The Pontificator himself had given me a heads-up, as we had just recently started corresponding. I'm sure that if he had told his readers about it, there would have been a blog-fan contingent, but as it was, there was just me and the church's parishioners, including its excellent 30-voice choir (which includes Father Kimel's wife).

In his post about the Mass, Father Kimel says he messed up the chanting. Whatever he did wrong was not noticeable in the pews; his chants went up to Heaven as sweetly as the incense.

I was struck by his homily and am sorry he has not posted it online, as anything I might write about it would not come out as well as his own words. [Update: The notes for the homily are now online.] His jumping-off point was that if we would meet Jesus, we must first meet John the Baptist. He repeated that point for emphasis. Then he described John the Baptist and his mission of urging repentance.

That in turn led Father Kimel to discuss the importance of the Sacrament of Penance. He noted that Our Lady of Sorrows had three priests who would "joyously" receive you for confession. The way he said "joyous" made me think of how the father received his prodigal son. It was so moving; I couldn't imagine anyone hearing the homily not wanting to confess.

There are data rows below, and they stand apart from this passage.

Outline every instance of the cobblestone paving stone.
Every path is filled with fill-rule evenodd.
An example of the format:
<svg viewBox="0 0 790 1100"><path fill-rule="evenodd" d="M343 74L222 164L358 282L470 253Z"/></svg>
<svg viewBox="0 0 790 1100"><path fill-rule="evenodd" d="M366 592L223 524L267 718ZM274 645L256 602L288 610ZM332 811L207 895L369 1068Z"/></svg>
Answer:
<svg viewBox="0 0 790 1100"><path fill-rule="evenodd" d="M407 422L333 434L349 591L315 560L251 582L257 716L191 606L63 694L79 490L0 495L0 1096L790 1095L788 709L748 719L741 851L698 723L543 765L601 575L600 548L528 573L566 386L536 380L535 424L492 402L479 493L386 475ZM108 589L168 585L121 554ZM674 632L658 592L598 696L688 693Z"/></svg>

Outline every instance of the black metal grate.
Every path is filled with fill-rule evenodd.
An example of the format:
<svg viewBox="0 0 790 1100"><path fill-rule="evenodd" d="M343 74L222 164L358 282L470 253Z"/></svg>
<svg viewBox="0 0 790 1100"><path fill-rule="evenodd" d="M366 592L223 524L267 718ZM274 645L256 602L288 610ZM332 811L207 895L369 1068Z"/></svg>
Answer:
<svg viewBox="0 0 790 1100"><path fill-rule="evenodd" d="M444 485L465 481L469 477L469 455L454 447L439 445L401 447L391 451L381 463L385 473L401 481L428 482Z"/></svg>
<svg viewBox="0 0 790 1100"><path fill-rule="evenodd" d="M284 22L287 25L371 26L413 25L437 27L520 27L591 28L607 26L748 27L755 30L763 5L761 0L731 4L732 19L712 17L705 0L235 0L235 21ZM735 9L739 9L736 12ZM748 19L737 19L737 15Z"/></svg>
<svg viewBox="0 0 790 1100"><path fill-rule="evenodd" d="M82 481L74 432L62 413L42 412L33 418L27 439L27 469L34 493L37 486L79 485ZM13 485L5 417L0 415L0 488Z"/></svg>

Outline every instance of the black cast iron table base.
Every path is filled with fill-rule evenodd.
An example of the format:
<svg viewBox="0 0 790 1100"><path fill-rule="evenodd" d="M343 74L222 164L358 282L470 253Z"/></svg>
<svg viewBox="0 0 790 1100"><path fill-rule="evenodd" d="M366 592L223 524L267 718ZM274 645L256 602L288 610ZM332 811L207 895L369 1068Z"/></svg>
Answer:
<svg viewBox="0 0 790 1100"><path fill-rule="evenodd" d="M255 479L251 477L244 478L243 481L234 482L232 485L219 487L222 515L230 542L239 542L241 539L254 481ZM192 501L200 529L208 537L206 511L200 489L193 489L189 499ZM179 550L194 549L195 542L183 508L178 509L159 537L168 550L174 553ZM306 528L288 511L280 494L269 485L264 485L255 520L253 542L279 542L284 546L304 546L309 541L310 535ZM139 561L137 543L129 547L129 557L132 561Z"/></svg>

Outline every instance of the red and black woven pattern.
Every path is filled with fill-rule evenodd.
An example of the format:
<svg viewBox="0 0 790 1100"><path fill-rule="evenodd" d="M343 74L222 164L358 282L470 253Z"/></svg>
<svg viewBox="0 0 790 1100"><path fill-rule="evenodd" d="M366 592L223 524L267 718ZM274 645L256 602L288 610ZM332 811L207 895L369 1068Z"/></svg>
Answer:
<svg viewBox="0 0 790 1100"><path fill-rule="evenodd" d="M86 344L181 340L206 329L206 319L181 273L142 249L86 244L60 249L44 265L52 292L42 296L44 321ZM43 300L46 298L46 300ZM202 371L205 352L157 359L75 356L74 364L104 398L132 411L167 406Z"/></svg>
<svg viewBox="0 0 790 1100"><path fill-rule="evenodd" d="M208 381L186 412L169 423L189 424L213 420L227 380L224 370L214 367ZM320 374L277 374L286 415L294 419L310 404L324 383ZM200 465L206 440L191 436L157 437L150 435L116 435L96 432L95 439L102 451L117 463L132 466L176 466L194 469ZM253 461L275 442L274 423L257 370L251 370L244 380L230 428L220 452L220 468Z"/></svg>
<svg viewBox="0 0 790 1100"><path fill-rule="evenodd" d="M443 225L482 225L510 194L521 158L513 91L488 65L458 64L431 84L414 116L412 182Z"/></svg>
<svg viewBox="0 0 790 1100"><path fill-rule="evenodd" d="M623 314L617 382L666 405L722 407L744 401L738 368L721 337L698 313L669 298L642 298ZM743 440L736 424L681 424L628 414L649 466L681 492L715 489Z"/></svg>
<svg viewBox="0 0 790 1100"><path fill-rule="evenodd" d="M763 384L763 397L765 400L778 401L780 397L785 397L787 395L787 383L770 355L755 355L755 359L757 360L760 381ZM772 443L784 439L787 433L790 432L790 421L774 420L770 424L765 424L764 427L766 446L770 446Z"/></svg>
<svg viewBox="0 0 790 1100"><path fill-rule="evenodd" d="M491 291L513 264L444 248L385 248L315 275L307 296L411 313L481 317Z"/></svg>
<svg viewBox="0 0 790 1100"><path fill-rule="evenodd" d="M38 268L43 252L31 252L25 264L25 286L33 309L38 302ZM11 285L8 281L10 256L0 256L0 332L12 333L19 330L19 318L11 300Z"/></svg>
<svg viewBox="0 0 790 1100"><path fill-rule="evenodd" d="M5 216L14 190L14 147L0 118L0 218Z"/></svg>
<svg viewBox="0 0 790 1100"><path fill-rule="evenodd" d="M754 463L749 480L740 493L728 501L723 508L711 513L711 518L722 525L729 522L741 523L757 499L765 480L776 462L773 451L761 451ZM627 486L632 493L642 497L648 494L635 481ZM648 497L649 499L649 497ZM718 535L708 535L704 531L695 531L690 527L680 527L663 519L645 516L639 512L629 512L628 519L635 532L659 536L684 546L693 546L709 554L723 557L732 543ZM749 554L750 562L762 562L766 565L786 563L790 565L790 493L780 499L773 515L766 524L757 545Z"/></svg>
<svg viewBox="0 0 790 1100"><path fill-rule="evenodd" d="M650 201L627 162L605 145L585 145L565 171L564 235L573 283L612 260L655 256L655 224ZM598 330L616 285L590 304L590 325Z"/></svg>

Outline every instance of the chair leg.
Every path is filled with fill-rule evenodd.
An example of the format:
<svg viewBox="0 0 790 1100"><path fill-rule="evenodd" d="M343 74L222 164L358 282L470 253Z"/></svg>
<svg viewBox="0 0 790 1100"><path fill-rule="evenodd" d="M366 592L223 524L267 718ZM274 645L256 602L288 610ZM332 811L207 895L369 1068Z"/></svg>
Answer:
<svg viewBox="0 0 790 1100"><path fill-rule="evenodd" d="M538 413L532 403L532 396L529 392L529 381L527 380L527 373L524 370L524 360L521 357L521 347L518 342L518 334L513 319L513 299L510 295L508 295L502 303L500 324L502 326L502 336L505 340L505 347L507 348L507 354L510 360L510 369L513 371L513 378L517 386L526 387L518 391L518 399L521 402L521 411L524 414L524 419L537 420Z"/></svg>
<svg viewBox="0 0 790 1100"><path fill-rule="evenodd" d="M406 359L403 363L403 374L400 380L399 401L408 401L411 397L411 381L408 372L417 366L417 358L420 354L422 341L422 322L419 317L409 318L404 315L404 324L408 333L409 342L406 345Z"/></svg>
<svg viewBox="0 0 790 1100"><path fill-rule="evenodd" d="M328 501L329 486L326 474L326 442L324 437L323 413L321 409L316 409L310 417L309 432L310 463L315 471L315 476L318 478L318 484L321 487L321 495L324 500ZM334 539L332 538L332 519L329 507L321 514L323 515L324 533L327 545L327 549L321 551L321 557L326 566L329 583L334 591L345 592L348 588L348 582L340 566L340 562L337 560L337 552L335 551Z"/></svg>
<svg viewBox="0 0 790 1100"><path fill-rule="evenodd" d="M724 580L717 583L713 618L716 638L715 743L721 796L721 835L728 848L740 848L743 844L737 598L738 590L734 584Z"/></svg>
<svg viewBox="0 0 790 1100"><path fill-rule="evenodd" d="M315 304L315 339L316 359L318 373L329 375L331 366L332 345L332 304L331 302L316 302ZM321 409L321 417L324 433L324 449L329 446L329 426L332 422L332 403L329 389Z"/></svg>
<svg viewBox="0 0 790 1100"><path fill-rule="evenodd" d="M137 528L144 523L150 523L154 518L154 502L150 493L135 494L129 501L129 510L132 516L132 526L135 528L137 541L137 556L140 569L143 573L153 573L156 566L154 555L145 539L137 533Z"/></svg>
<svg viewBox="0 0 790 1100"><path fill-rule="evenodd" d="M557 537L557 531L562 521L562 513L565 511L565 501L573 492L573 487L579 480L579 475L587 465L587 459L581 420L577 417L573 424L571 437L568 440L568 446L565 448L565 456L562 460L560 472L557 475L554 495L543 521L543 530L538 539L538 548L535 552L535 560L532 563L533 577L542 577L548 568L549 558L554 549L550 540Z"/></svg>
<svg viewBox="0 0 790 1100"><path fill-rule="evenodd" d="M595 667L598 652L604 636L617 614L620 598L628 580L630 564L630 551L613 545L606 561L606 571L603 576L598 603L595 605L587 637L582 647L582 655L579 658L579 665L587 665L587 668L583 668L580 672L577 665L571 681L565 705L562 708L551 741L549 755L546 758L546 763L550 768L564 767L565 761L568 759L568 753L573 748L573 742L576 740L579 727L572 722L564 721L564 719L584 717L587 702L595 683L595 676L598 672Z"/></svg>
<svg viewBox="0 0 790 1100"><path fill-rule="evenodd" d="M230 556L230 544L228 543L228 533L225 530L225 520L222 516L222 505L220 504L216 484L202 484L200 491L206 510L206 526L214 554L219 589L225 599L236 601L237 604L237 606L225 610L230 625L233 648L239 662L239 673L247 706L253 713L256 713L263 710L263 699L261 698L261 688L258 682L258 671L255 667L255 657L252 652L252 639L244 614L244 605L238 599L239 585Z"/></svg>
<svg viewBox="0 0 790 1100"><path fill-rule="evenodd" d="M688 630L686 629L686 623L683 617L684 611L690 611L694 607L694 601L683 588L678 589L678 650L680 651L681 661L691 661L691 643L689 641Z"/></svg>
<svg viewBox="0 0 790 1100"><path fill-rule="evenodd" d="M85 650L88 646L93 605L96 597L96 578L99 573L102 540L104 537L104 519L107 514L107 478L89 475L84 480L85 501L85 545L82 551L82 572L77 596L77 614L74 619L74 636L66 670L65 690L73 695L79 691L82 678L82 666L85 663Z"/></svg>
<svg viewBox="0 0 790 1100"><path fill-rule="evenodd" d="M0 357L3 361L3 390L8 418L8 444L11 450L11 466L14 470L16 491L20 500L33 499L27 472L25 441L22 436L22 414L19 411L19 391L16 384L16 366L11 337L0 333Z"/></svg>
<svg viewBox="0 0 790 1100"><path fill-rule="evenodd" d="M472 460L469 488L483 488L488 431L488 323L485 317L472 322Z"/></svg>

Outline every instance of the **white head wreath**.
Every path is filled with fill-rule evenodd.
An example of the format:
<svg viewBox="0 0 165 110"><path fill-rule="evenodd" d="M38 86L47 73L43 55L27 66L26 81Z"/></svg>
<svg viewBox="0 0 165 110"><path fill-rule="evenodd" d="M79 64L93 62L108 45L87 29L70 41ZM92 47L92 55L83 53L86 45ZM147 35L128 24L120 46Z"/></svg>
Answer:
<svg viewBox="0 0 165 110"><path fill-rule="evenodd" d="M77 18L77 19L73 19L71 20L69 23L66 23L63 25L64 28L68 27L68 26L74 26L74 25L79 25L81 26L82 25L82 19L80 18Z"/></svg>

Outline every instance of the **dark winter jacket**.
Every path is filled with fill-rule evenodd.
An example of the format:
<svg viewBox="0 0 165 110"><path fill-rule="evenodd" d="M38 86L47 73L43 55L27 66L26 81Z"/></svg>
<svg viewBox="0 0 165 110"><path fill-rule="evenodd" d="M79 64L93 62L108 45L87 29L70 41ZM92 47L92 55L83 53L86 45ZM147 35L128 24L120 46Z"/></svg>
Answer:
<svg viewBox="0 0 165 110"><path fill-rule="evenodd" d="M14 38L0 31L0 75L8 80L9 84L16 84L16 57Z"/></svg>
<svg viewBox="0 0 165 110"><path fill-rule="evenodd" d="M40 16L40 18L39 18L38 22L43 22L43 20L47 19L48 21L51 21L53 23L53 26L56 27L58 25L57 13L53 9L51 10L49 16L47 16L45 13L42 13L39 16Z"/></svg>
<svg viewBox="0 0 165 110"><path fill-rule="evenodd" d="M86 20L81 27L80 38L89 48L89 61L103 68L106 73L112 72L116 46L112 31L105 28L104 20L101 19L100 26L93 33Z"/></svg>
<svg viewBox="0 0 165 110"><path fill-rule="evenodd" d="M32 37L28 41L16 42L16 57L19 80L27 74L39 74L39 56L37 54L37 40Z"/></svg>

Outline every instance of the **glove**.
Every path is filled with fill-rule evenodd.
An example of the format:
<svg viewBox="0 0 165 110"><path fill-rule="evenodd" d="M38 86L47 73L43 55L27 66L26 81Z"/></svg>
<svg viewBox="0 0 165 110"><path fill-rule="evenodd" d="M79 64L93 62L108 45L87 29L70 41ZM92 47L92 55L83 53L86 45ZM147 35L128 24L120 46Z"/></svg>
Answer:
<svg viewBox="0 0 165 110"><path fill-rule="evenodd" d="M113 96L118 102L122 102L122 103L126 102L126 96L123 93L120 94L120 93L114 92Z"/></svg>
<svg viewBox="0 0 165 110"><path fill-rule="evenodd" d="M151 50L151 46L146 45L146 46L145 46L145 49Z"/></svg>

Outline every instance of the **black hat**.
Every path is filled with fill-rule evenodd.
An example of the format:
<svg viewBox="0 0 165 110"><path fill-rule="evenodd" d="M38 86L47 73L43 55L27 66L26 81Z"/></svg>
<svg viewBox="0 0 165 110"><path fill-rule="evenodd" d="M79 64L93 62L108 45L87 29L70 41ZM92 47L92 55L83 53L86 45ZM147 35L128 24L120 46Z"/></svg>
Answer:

Although I have heard at least one other priest speak of confession during a homily, I don't believe the topic is broached often enough. Hearing Father Kimel speak of it in such awed terms, emphasing the urgency of it — he urged congregants not to delay — brought home the beauty of conversion. His words reinforced the experience that I had upon entering the Church, an experience that I know Father Kimel had as well, because, checking his blog, I see that he previously quoted the very words from G.K. Chesterton with which I and many other converts identify:

When people ask me, or indeed anybody else, “Why did you join the Church of Rome?” the first essential answer, if it is partly an elliptical answer, is, “To get rid of my sins.” For there is no other religious system that does really profess to get rid of people’s sins. It is confirmed by the logic, which to many seems startling, by which the Church deduces that sin confessed and adequately repented is actually abolished; and that the sinner does really begin again as if he had never sinned. And this brought me sharply back to those visions or fancies with which I have dealt in the chapter about childhood. I spoke there of the indescribable and indestructible certitude in the soul, that those first years of innocence were the beginning of something worthy, perhaps more worthy than any of the things that actually followed them. I spoke of the strange daylight, which was something more than the light of common day, that still seems in my memory to shine on those steep roads down from Campden Hill, from which one could see the Crystal Palace from afar. Well, when a Catholic comes from Confession, he does truly, by definition, step out again into that dawn of his own beginning and look with new eyes across the world to a Crystal Palace that is really of crystal. He believes that in that dim corner, and in that brief ritual, God has really remade him in His own image. He is now a new experiment of the Creator. He is as much a new experiment as he was when he was really only five years old. He stands, as I said, in the white light at the worthy beginning of the life of a man. The accumulations of time can no longer terrify. He may be grey and gouty; but he is only five minutes old.
Rereading that Chesterton quote now reminds me of something that I experience after nearly every time I receive the Eucharist. The line about "something more than the light of common day"; stepping "out again into that dawn ..." There is a point when, after making a thanksgiving, I open my eyes and the church suddenly, inexplicably, seems brighter; the light seems more golden. I had one of those moments after receiving the Eucharist at yesterday's Mass. I'm so thankful that God drew him and me, my convert and revert friends, and all the people he continues to draw into His Church.